I’m not saying ‘the Canadian attitude of political correctness and fairness’ should change at a cultural or bureaucratic level - I’m suggesting it change at a corporate one. Which isn’t much of a change really at all, because these corporations have this attitude in their core business already. I’m just suggesting they maintain it when it comes to sport sponsorships.
The other thing we as Canadians have failed to recognize is that the Olympics is no longer about amateur sport - its about professional sport. Well maybe we haven’t failed to recognize it, but we’ve failed to proactively adapt to it. So how can we and how can the government play a part in it?
Simple. Taxes. The government can create tax incentives for companies who invest in sport - professional or amateur. Kind of like what the government has done with Investment Tax Credits for companies in innovation industries. Give them some money back for making an investment and taking a risk. But put stipulations on it that encourage investment in private sport bodies, teams, clubs whatever… not the provincial and/or National federations and associations. This could create an environment of professionalism in sports we’d never expect… a professional Bob-sled team, or lugers or rythmic gymnasts. Hell alpine skiing has been doing this pretty successfully really. Maybe our muched loved S-club would actually find a major multi million dollar sponsor? And our team wouldn’t operate on 1/5 of Fabian Cancellera’s salary - and Dwayner might get to the 2012 London games with a less stressfull lead up.
If the government did this, then the ‘free market’ would be the one being both competitive and elitist. Not Sport Canada, not the government. We’d have a slew of sports competing for corporate sponsorship. Corporations would be incented to sponsor private teams or athletes. The athletes, teams and sports with the winning pitches would win the sponsorships. Teams and athletes would get a lot more direct benefit –likely and hopefully millions of dollars worth. That will build gold medal athletes.

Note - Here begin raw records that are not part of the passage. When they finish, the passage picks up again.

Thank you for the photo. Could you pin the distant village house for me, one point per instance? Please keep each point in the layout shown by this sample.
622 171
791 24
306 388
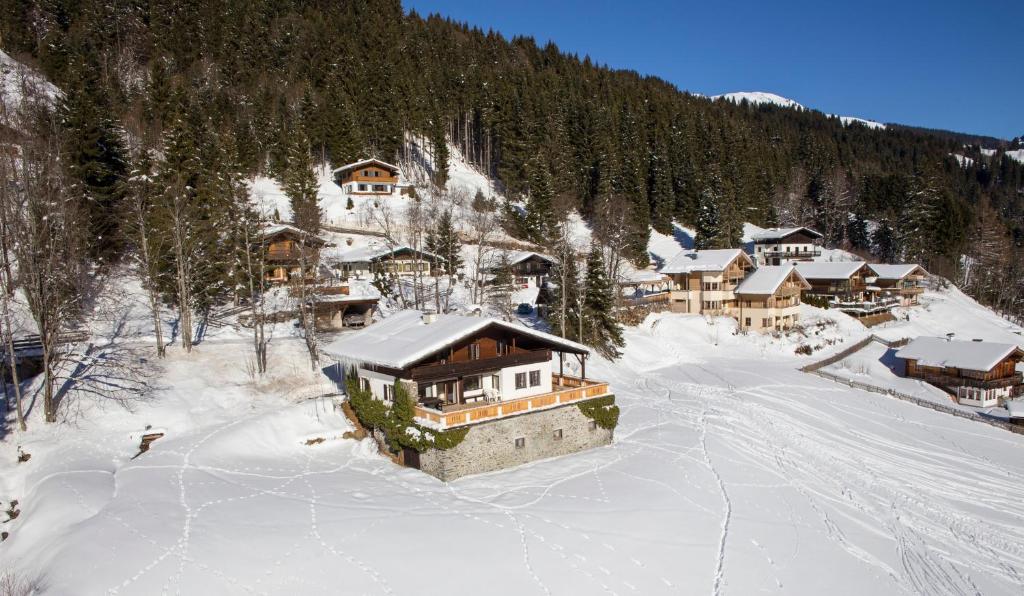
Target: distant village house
776 246
368 177
977 373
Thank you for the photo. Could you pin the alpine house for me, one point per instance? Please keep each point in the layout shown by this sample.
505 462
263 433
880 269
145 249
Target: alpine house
494 380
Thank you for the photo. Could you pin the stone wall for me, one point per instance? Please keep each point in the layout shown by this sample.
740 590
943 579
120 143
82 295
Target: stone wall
491 445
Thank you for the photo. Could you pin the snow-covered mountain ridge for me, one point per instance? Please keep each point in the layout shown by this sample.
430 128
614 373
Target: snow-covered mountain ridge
759 97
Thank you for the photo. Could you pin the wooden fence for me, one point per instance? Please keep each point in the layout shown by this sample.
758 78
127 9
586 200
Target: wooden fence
815 370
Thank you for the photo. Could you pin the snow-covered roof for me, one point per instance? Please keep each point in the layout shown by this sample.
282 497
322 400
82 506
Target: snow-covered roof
361 163
275 228
495 259
707 260
894 271
374 252
404 338
972 355
766 281
828 269
1015 408
780 232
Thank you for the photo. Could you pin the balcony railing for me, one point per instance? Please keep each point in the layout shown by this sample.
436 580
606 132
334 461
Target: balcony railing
571 389
799 254
864 305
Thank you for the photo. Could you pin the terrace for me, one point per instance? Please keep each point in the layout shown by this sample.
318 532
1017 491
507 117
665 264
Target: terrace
565 389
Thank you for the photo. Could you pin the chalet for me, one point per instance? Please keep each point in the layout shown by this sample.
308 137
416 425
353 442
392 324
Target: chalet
776 246
364 262
529 269
768 299
704 282
904 282
286 247
368 177
978 373
494 378
845 286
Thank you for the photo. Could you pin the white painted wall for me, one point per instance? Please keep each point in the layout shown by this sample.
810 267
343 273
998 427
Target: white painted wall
377 381
508 381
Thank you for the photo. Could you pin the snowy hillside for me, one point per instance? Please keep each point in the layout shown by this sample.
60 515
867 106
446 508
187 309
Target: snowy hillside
731 472
759 97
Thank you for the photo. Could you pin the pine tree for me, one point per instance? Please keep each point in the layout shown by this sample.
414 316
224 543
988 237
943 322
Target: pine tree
601 330
299 183
540 219
709 227
502 287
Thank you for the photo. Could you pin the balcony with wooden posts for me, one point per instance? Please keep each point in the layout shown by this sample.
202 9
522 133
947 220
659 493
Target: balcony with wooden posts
565 389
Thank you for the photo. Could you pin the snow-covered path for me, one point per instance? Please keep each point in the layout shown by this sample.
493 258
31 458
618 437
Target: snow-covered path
728 475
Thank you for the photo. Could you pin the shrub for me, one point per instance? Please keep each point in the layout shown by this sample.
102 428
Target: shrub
602 411
397 423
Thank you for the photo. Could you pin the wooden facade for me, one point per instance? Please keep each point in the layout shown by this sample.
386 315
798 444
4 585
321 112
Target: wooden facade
286 251
368 177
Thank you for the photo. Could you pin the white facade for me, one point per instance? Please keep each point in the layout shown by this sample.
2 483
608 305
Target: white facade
981 397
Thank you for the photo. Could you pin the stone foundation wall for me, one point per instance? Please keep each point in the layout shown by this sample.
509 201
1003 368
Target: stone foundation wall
491 445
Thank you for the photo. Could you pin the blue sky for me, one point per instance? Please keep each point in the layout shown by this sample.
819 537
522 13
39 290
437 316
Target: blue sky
957 66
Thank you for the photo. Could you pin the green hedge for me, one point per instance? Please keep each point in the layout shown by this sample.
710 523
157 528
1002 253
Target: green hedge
397 424
602 411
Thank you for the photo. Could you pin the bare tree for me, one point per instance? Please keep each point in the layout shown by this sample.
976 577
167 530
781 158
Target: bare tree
252 223
150 246
45 224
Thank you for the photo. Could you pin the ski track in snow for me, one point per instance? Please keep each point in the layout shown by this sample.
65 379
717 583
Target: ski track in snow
768 473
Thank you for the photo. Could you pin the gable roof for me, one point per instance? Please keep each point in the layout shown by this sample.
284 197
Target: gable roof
707 260
973 355
361 163
766 281
287 228
771 233
895 271
828 269
403 338
377 252
495 259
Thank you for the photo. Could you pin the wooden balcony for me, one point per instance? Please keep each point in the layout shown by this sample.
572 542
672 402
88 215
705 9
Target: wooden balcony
566 390
950 382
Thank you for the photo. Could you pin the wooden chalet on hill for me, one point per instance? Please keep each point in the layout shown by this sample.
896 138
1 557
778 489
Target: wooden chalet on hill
768 299
368 177
977 373
904 282
364 262
845 286
776 246
494 377
287 250
529 269
705 282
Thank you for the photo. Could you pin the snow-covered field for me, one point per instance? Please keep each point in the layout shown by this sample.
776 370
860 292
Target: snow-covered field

Finally–Way to go Dwayner and Zman. You guys were fantastic in Beijing and we’re all pretty psyched for you buds. You guys were both in the hunt, right up there. Turning those 7th’s into medals in 2012 is a real possibility…









BOO YAH
Thanks for posting this. I think you’re onto to something about creating incentives. What do you think about balancing that with controls on things like doping? The US free market has great achievements, but bigger crooks and bigger losers (eg the bottom 25%), in both society and cycling.
Thanks Lister. I’m not sure I understand what you mean by balancing that with doping controls?
I can say I really like the new programs like ACE - used by Garmin and Columbia - and Rasmus Damsgaard’s - used by CSC. I think those will become the norm within two years.
But those programs cost more than most Canadian team’s entire budgets… which brings us back to the first problem - we have to get more sponsorship dollars into Canadian sport.